Eating Well with Canada’s Food Guide isn’t all bad. Lord knows I have many issues with it but the basics are all there. Whole grain products can be part of a healthy diet and I don’t buy into the Paleo or the ketogenic philosophy that categorically dismisses them as poisons any more than I blindly accept conventional wisdom that states whole grains are the ‘be all and end all’.
I don’t include a lot of grain products in my own diet and I’ve seen many people in private practice who follow an almost grain-free diet; neither them nor I are on the brink of death. The notion that a diet can’t be healthy unless whole grains are included is hogwash. The vast majority of the research on whole grains is epidemiological. Having said that, whole grains do contain useful nutrients and oats are no exception.
Protein: protein is made up of amino acids which are the building blocks of the body. Protein in animal foods contains all 8 essential amino acids in amounts needed for health but most plant foods do not. Whole grains like oats is one such example. For the amino acid profile of oats to resemble that of say an egg, oats need to be eaten with other protein-containing plant foods like nuts, seeds or pulses [chickpeas, lentils, dried peas & beans]. Combining plant foods in this manner is referred to as ‘ protein complementing’ thereby delivering all of the essential amino acids that the body needs.
Fiber: fiber is simply a form of carbohydrate that our bodies cannot break down, as such, it helps to bulk our stool and helps to keep things moving along supporting healthy bowel movements and more. Fiber also aids in the natural detoxification process that’s happening 24/7; no need for fancy cleanses or teas. When we eat, bile is released to help with the digestion of food. Toxins that the liver has filtered piggy back on the bile and when the bile combines with fiber, it’s bound up and excreted in the stool. In this manner, fiber does help with detoxification. How easy is that? Fiber also helps to feed the bacteria that live in our gut. By doing so, we give our beneficial bacteria the food they need to reproduce and keep us healthy.

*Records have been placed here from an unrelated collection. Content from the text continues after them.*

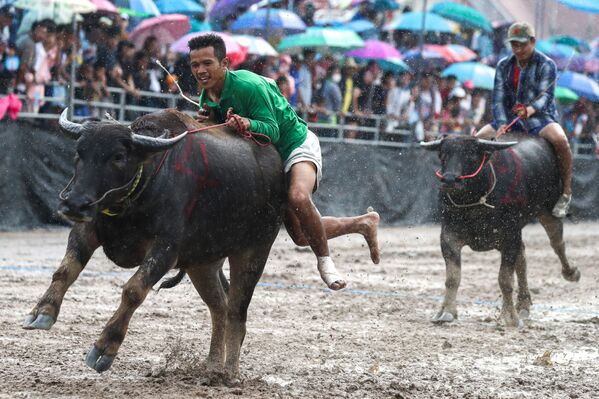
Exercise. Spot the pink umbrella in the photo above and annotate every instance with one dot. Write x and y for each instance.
(375, 50)
(235, 51)
(451, 52)
(105, 6)
(166, 28)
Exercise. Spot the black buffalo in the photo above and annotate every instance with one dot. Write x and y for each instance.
(187, 202)
(490, 190)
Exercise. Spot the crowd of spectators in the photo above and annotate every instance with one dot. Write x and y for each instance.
(323, 88)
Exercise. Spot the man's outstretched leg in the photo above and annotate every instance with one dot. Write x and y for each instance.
(302, 180)
(306, 227)
(554, 133)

Micronutrients: oats are a good source of vitamins and minerals such as B1 (thiamin), B2 (riboflavin), B3 (niacin), folate, calcium, iron, magnesium, potassium and phosphorus. B vitamins are used for energy production, help with mood by supporting the production and function of neurotransmitters, and are needed for normal growth and repair including blood cell formation. Oats also include more potassium and phosphorus than other popular grains such as rice, wheat and corn. Potassium is an unsung hero that most people don’t get enough of. It’s critical for a healthy blood pressure.
Phytonutrients: oats contain loads of plant compounds called phytonutrients that go beyond just acting as antioxidants. They help to positively influence the activity of our genes and it’s believed that this ability is what’s responsible for their many health related attributes.
Including more oats is easy. Use them to make a classic oatmeal porridge that your grandmother would be proud of, toss some into your favourite protein shake, use them to make pancakes [look for a recipe that uses a decent amount], muffins, high protein pancakes, muesli, cereal bars and more.